6. Cerro Santa Lucia
Cerro Santa Lucia is a hill in central Santiago that represents the remains of a 15-million-year-old volcano. The hill was originally called Huelen but was renamed in 1543 in honor of Santa Lucia when the Spanish conquistadors took the hill. Over the centuries it’s been home to a fort or two, and many dissidents, who either weren’t Roman Catholic or other or others considered unworthy. The hill was remodeled in the 19th century. Today you’ll find a park, statuary, fountains and a castle that has been remodeled into an events center. You’ll also find some great views of Santiago.
5. Mercado Central
While the Mercado Central sells other food, the seafood is the main reason you go there. Here, you’ll find a variety of seafood fresh from Chile’s long coastline: fish, oysters, mussels, scallops, clams and a whole lot more. If you’d rather eat seafood than shop for it, the market has plenty of restaurants. Mercado Central is Santiago landmark that’s been in business since 1872. It’s housed in a sprawling building accented by wrought iron – even the roof is made from wrought iron. Mercado Central can be found close to Plaza de Armas in central Santiago.
4. La Chascona
Noted Chilean poet and Nobel literature prize winner Pablo Neruda had three houses, of which La Chascona is one – the others are in Valparaiso and Isla Negra. Neruda had a quirky personality that is reflected in this house. Even the name, La Chascona, comes from his mistress’s messy curly red hair. The ship-shaped house is a magnet for tourists who come to see the kitchen, which resembles a ship’s cabin, and the living room, which takes after a lighthouse. (Neruda loved the sea.) There’s also a fairy tale garden in the back.
3. Barrio Bellavista
Barrio Bellavista is where it’s all happenin’, baby. This Santiago neighborhood is the city’s bohemian quarter, a place where artists and intellectuals live, work and play. It’s most famous resident was, and still is, Pablo Neruda whose house, La Chascona, is one of the top attractions in Santiago. It’s the hippest place in town, with restaurants, funky boutiques and avant-garde galleries. You can dance the night away after dark in one of its many discos. Colorful old houses abound on the barrio’s tree-lined streets. Weekend evenings feature a crafts market, with art made from the semi-precious lapis lazuli a popular buy.

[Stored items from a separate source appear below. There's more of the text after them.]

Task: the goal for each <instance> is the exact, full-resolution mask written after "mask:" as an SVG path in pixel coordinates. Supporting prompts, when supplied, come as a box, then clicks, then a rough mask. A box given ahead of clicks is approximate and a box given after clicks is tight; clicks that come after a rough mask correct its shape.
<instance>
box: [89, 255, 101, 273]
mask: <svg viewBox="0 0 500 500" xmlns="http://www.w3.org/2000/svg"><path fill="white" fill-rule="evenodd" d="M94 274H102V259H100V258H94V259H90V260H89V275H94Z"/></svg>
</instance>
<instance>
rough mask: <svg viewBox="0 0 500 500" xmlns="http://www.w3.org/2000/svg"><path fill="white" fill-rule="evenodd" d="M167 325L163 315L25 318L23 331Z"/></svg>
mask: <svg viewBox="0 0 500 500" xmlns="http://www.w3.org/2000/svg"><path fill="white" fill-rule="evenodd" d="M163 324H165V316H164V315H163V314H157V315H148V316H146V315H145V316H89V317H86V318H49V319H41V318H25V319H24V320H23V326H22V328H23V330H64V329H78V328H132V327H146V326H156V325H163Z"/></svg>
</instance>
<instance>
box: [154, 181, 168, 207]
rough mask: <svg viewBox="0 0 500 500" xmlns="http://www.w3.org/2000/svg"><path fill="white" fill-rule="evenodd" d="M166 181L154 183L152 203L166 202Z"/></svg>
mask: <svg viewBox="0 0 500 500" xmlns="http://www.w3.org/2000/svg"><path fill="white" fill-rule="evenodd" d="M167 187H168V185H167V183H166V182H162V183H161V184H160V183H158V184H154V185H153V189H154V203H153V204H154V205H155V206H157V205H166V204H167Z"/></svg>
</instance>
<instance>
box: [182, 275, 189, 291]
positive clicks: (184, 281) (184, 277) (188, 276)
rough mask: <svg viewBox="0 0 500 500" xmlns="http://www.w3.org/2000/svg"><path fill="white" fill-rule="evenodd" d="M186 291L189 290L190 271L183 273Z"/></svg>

2. Santiago Metropolitan Cathedral
Where earlier cathedrals in Santiago have been destroyed by earthquakes, the Santiago Metropolitan Cathedral has stood on the Plaza de Armas for more than 260 years. Construction first began in 1748 and the cathedral has dominated the square ever since. The stone neoclassical cathedral is considered one of the best examples of religious architecture in South America. One of the towers holds the remains of Chile’s first cardinal. The cathedral’s wooden inside doors were carved around 1765. Inside you’ll find a richly decorated altar and the Museum of Sacred Art. The massive, decorated naves add to the aura of inspiration.
1. Cerro San Cristobal
Cerro San Cristobal is a hill in northern Santiago that rises over the city, providing some pretty great views. Spanish conquistadors named it for Saint Christopher. At the top you’ll find an observatory and a statue of the Virgin Mary, part of a sanctuary dedicated to the Immaculate Conception. Pope John Paul II blessed the Santiago at a small chapel at the sanctuary; there’s also an amphitheater where masses are held. Cerro San Cristobal also is home to Santiago’s biggest park, Santiago Metropolitan Park; the Chilean national zoo; a Japanese garden and two swimming pools.